Asked how she would describe her leadership style, Marlow said it is participative, authentic, with a dash of risk-taking and fun.

“Participative is different to consensus for me. You can’t always drive to consensus but the value of participative leadership is you engage the wisdom of crowns. I don’t have the answer to everything. If only I did. I could be much faster and be home by midday. I try and make sure that I engage a model that engages my leadership team and my management community as well as the individual contributors to help us plan and grow.

“I have a very authentic style: ‘what you see is what you get.’ I don’t have the energy to put up a façade every day. I have to get the kids ready for school, work with a team in region, work with our customers and partners. If a company doesn’t want me for what I am - if they only want me for a façade - then they don’t really want me.”
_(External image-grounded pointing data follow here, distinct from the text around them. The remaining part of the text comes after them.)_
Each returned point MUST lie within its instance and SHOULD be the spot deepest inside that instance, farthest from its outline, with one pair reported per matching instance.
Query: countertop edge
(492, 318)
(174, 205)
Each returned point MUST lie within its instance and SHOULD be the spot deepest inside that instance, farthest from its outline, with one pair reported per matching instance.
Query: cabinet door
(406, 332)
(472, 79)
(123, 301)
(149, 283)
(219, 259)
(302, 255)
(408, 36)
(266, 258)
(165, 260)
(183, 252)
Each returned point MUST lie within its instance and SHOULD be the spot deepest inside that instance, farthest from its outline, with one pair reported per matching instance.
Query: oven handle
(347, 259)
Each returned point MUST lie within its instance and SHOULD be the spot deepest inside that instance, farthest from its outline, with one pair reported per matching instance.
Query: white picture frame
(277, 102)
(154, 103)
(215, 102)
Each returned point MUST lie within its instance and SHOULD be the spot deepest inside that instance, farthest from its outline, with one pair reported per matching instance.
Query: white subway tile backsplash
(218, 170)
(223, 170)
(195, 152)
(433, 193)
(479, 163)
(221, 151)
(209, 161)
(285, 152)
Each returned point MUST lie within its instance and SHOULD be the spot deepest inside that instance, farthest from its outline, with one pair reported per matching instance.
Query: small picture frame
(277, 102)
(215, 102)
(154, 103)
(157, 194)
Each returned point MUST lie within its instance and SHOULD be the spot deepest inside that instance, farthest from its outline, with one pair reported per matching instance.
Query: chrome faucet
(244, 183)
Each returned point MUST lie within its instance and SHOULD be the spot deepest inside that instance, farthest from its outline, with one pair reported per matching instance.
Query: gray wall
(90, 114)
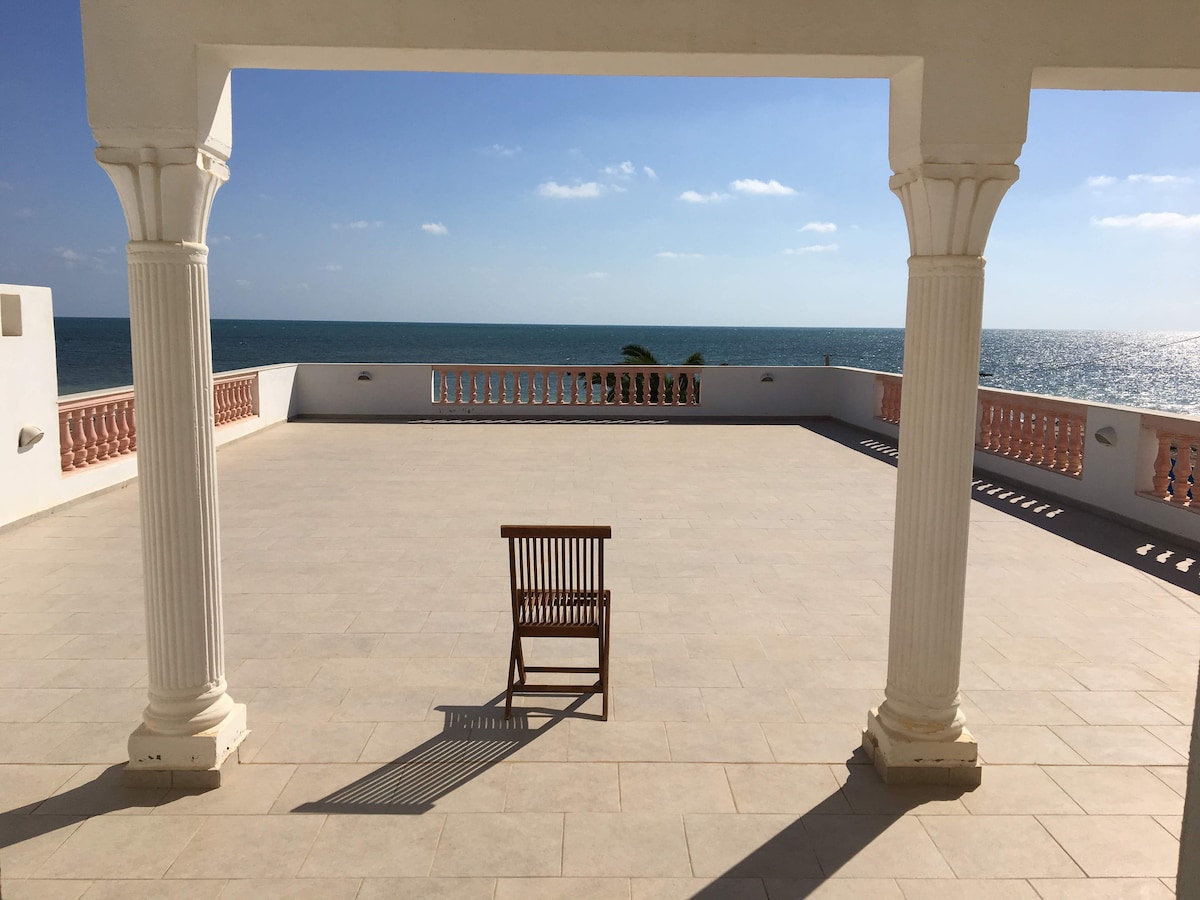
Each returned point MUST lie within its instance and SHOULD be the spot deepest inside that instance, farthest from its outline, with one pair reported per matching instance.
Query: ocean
(1153, 370)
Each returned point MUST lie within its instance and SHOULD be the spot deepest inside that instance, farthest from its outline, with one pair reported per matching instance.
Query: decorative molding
(949, 207)
(167, 195)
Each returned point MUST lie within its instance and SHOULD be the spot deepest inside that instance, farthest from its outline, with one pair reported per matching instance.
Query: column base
(159, 760)
(900, 761)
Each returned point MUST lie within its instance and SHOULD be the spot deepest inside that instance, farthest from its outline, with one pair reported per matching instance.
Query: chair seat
(559, 609)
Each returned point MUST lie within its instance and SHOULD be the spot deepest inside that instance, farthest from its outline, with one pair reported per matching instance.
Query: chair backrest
(556, 561)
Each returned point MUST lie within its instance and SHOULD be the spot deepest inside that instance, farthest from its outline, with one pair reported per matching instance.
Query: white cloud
(696, 197)
(567, 192)
(1152, 222)
(811, 249)
(72, 258)
(622, 169)
(1145, 179)
(767, 189)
It is also her style to take risks, she added. “You don’t always have all the information so working with both the information and the people at hand, and your gut and your instinct with years of experience, guiding you, then you can take some risks. My leadership style also likes to have a bit of fun. I spend too many hours here not to enjoy what I do.”

Helping others

Certainly, Marlow’s philanthropic ways continue to this day – in not only her personal life, but in her professional role at Microsoft.
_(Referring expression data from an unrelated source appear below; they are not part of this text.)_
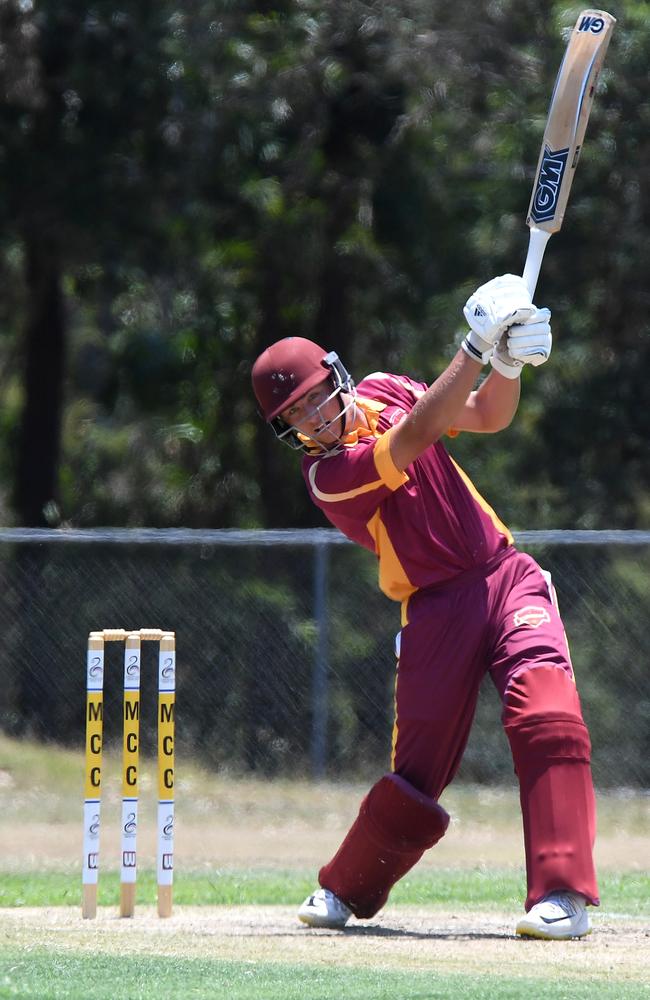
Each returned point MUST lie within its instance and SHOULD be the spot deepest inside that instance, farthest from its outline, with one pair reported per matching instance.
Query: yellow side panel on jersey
(498, 524)
(393, 580)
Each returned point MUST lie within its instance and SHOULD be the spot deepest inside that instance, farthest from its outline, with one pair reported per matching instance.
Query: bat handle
(536, 247)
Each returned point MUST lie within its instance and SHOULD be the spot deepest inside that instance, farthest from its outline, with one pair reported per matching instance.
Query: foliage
(189, 184)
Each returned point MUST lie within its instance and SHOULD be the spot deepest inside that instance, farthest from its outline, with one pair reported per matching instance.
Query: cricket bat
(573, 96)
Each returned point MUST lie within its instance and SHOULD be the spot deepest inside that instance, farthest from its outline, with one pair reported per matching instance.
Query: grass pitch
(247, 855)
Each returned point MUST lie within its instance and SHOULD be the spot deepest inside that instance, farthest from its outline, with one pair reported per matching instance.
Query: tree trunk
(35, 489)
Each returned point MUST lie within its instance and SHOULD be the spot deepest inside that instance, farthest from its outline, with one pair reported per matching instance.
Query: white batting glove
(527, 343)
(492, 308)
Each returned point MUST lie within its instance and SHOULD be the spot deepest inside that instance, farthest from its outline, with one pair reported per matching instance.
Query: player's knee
(400, 815)
(543, 718)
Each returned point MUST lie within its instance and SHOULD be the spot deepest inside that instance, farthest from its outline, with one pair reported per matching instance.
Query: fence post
(320, 673)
In giving back to the community, she’s passionate about education and diversity. “Being a female CEO is both a privilege and a responsibility. I do have an opportunity to be a role-model to other women, ‘that you can do it, and do it in a way that you don’t have to sell your soul.‘

“It is super clear to me that my family is No. 1. I love my job, but I love my family more. That doesn’t disrespect my role or the company. I love what I do and I care about the people who work here. That’s really important to me. But if you know what your true north is – for me it is maintaining my family.

So then it is about, ‘How do I do this job successfully plus honour that priority for me.” One of her main “life goals” is to further her charitable commitments. “Being in this role has helped me form some new areas of interest. I sit on two boards of two charities. One is the Beacon Foundation and the other one is Australian Business Community Network (ABCN). Both of these charities are focused on working with students at disadvantaged schools and providing programs to help them.
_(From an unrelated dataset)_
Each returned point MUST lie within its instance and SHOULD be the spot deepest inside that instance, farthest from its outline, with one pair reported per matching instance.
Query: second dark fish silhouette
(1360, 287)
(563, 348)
“I come from a philosophy that said everybody is born equal. Everybody is not always born into equal circumstances though. And my children got lucky. They were born into really good circumstances – they won the lottery. But not everybody wins that. Some of these kids are second and third generation unemployment.”

And like her passion towards charitable work, Marlow is very connected with her family – with her extended network (her mother and siblings), her supportive husband and her two girls (11- and 8-year-old). “We’re a very close family. Four of the siblings just came back from two weeks in the US together - nineteen of us traipsing around the west coast of the US.”

On the family front, you shouldn't mess with a focused and organised Marlow when she’s involved with a school function. “This year I’m a Year 3 class Mum. Lucy is in Year 3. I did it when Sophie was in Year 3. That is taking up a chunk of time.”

She just recently organised a Melbourne Cup lunch at the school and brought out all the Microsoft power tools to help her organise. “As all the mums at the school will say, ‘Everything is done on an Excel table, and everything is really efficient,’” she chuckled. “I use all the tools at my disposal to make that a highly organised, structured planning process.”

Certainly, the personal Marlow and the professional Marlow have one trait in common - being organised.

“I had to be organised to survive,” Marlow said, recounting her early days in Sydney and her rise to the top of Microsoft Australia.